Willie Nelson

At 40, Farm Aid Is Still About Music. It’s Also a Movement

October 15, 2025 | Source: Civil Eats | by Lisa Held

Inside the St. Paul Student Center at the University of Minnesota, four American farmers are in the midst of a panel discussion, flanked by a Farm Aid banner that says “Keep America Growing.” It’s the day before the legendary festival celebrates its 40th anniversary, with musicians donating their time to raise money for the country’s small family farms.

But right now, the farmers have the stage, and the topic is corporate power.

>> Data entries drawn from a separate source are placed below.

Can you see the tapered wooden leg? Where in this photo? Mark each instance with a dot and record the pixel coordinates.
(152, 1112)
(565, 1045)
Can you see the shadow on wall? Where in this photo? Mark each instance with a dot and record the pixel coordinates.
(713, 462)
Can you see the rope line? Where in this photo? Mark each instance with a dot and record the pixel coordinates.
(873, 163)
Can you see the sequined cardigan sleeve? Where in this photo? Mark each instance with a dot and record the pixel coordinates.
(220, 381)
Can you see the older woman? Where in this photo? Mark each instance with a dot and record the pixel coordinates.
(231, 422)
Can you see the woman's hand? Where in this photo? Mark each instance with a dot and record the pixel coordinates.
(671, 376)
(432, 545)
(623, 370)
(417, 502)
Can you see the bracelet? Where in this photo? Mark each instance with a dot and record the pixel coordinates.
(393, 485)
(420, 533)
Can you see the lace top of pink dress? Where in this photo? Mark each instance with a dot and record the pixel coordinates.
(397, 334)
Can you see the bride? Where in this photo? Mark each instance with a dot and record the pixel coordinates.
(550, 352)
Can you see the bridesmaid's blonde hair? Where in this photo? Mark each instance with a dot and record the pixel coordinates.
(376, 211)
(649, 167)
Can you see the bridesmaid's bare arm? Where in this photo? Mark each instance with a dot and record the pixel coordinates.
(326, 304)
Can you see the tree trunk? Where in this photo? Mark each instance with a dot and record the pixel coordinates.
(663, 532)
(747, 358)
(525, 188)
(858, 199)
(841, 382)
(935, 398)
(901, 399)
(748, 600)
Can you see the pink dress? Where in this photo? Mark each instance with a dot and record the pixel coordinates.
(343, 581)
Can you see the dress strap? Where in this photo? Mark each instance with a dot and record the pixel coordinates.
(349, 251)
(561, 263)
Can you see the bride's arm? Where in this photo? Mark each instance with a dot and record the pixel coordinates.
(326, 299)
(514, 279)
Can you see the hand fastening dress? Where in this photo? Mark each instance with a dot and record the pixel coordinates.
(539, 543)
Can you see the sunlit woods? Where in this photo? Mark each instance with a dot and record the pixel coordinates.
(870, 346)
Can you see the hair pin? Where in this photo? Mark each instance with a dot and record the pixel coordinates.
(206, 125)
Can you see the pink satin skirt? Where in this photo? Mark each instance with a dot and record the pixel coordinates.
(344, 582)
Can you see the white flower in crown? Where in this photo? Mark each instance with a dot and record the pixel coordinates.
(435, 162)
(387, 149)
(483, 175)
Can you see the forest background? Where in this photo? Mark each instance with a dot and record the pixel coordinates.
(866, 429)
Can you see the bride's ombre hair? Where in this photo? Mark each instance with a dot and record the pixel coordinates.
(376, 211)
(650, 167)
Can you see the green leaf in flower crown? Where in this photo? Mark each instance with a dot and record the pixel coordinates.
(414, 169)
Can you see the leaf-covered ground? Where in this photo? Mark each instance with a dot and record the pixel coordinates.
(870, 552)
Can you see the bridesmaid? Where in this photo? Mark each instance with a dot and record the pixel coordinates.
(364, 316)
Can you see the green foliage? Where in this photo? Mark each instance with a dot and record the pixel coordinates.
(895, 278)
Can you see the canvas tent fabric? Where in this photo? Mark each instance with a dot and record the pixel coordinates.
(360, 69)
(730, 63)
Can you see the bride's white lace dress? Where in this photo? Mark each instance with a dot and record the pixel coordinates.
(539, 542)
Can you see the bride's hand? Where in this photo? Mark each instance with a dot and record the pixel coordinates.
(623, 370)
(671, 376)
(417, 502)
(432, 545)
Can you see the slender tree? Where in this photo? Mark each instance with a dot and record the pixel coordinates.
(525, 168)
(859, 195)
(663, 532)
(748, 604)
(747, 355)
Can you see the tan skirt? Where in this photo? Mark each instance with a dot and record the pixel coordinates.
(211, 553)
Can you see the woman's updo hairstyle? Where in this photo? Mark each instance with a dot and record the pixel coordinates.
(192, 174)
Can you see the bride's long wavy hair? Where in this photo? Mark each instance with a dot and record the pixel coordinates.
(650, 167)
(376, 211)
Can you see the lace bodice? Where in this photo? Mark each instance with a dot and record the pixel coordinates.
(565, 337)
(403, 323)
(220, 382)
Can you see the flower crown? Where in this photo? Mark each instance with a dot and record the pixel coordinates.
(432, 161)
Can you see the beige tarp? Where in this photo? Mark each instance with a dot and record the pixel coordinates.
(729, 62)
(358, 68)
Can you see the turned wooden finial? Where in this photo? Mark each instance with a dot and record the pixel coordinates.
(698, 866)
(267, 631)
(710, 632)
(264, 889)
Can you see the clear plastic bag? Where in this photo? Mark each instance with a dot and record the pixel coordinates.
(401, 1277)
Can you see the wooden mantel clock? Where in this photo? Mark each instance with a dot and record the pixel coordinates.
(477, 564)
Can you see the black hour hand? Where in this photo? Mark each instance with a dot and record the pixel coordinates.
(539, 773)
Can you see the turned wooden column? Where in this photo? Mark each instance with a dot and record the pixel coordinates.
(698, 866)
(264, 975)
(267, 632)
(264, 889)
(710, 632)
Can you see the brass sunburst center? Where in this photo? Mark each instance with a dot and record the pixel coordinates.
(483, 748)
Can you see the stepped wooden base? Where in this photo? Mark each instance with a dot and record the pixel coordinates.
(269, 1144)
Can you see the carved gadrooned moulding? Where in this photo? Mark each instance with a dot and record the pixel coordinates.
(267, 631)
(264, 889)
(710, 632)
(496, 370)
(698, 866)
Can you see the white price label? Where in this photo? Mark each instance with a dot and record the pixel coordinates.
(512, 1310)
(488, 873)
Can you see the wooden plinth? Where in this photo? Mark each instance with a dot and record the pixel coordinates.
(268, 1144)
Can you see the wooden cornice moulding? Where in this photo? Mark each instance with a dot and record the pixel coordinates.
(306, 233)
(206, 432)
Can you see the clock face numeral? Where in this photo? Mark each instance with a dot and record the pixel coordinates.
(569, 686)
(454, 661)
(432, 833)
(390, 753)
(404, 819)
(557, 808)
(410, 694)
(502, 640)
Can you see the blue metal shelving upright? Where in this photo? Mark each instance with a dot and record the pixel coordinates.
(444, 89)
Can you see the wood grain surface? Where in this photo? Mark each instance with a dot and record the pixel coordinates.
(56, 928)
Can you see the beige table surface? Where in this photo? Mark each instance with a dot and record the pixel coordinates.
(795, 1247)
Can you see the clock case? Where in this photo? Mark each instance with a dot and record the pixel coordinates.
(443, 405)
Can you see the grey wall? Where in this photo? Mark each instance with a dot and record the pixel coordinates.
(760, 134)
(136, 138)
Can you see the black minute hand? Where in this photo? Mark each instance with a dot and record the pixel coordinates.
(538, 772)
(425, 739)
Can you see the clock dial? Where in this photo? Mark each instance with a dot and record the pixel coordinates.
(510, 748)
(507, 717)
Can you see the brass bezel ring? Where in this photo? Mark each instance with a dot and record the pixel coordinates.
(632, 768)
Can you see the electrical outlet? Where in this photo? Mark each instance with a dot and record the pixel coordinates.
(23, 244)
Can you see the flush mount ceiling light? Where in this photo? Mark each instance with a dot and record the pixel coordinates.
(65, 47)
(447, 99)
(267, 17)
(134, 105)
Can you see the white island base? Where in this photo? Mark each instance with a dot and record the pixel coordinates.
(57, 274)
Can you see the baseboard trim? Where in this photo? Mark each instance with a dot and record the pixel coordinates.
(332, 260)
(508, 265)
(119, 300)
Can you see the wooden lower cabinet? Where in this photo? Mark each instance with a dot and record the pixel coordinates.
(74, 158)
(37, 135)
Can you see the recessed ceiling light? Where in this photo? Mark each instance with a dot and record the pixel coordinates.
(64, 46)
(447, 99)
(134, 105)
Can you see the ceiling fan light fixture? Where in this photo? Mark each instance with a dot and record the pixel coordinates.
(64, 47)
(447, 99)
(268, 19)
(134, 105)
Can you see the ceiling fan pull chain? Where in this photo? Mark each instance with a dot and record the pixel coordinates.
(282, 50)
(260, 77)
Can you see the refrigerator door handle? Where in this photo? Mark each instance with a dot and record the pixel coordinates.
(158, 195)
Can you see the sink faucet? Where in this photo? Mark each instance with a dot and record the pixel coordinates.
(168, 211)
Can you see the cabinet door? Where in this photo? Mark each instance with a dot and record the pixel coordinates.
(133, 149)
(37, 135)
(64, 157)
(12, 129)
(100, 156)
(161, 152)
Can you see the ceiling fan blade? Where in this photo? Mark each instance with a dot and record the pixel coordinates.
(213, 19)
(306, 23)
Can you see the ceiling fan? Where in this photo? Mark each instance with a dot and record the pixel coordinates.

They come from wildly different backgrounds. Gary Wertish is a commodity grain and livestock grower who heads up the Minnesota Farmers Union. Reginaldo Haslett-Marroquin is an immigrant from Guatemala building a network of regenerative chicken farms. Zoe Hollomon produces fruit at a cooperative that doubles as a healing retreat center and directs a nonprofit that supports Black farmers. Paul Sobocinski, a lifelong organizer, raised hogs for Niman Ranch for 20 years.

More than 350 of their fellow food producers—from as far away as Puerto Rico, Oregon, and Texas—are packed into the auditorium for the Farmers’ Forum. Many attendees toured local farms the day before or attended the “Color Me Country” celebration of BIPOC country artists, and the forum buzzes with conversations that can’t wait until the program ends.